I live in Germany, but when I order English-language books (physical ones, that is, not e-books) from Amazon, I find that it’s sometimes cheaper to order them from Amazon UK and pay for the additional shipping costs than to buy them from Amazon Germany with free delivery but higher sales prices. So I did that the other day. The delivery I received bore no signs whatsoever that it was shipped from the UK; it’s hard to tell since Amazon is now running its own in-house parcel delivery network, but if I had to make a call I’d say that it was shipped from a fulfilment hub in Germany, not in the UK.
So apparently there is some smart software at work that detects that, while I ordered the book from the UK, the same book is available from Amazon Germany too, and re-routed the order for fulfilment from there, while still charging me the British prices and shipping costs. I’m not complaining; I got the book that I wanted at the price I had agreed to pay. But I find it remarkable that this additional degree of optimisation is also built into Amazon’s impressive logistics empire.
I’d take a WAG, that regardless of which country’s version of Amazon you ordered it from, it still gets shipped from the closest warehouse to you (physically or logistically). I wouldn’t think that would take a whole lot of extra software since that’s essentially what happens anyway.
Having said that, I do believe their logistics software is very sophisticated.

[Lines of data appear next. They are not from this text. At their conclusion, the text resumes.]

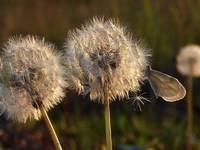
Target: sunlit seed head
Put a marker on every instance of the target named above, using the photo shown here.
(102, 57)
(31, 73)
(188, 60)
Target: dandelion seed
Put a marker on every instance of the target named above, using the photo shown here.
(30, 74)
(103, 60)
(102, 57)
(138, 101)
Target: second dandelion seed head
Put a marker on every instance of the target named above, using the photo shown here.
(31, 76)
(102, 57)
(188, 60)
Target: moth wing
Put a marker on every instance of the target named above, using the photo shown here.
(167, 87)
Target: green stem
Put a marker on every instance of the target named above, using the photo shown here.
(107, 124)
(189, 113)
(50, 128)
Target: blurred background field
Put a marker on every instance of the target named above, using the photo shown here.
(163, 26)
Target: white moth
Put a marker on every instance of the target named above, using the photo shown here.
(165, 86)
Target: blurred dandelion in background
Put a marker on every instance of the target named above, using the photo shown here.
(32, 79)
(103, 60)
(188, 64)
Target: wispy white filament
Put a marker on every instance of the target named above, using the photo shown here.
(102, 57)
(31, 70)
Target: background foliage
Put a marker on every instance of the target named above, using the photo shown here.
(163, 26)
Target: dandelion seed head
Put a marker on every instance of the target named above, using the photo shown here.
(188, 60)
(102, 57)
(31, 70)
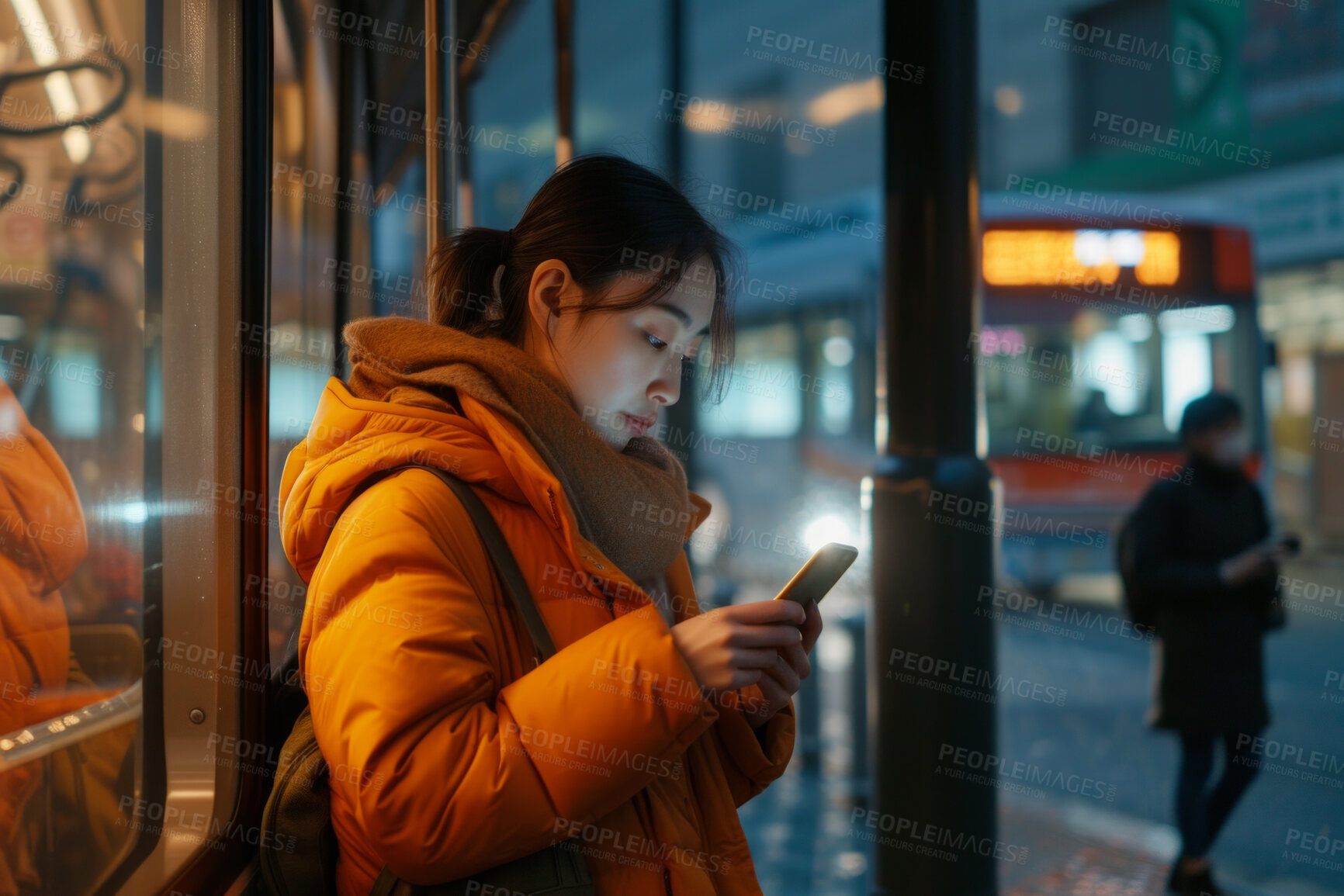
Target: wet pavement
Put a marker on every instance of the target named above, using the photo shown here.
(1278, 842)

They opened an Amazon warehouse here in Australia a couple of years ago, and we all thought at last we’d be getting cheap books and all the other stuff with local shipping prices. Until then we ordered from overseas, usually US or UK, with only books or DVDs allowed, but which was still better prices than locally even including international shipping (but sometimes taking six weeks to get here).
But no, that’s not what happened. We are now unable to order from overseas at all, we are forced to only get our orders from the local Amazon shipping warehouse - at the same prices as any other local online store. There are no special deals, no cheap shipping, no bundles, it’s just a glorified routing point for local suppliers. It is essentially useless, and yet we’re stuck, as US and UK Amazon is unavailable to us*.
Anyway, my point is, they do reroute to local warehouses as appropriate. Their approach to what things actually cost them to do this seems counter to any sense.
*We can faff about with a special go-between US address, but that costs a fee, and is only worth it for large regular orders.
I decided to order three books I miss from a series on last saturday. I went first to amazon.de because I live in Finland and Finland & Germany are part of EU so shipping is easy. Came out that in my order only the seller of book 2 would deliver to Finland. So next I went to amazon.co.uk and placed my order and only the seller of book 1 would deliver to Finland. Finally I went to amazon.com and placed my order and only the seller of book 3 would deliver to Finland.
In the end I ordered the books from three different amazon sites. I don’t really know why amazon does this but I’ve found that their shipping policy is bonkers almost all the time. For example no-one would sell teepots to Finland. How crazy is that?
Were these all ordered from Amazon, or from different third party resellers through Amazon Marketplace? If the latter, Amazon is just a pass-through, and sale and delivery is handled by the individual sellers who will have their own shipping policies.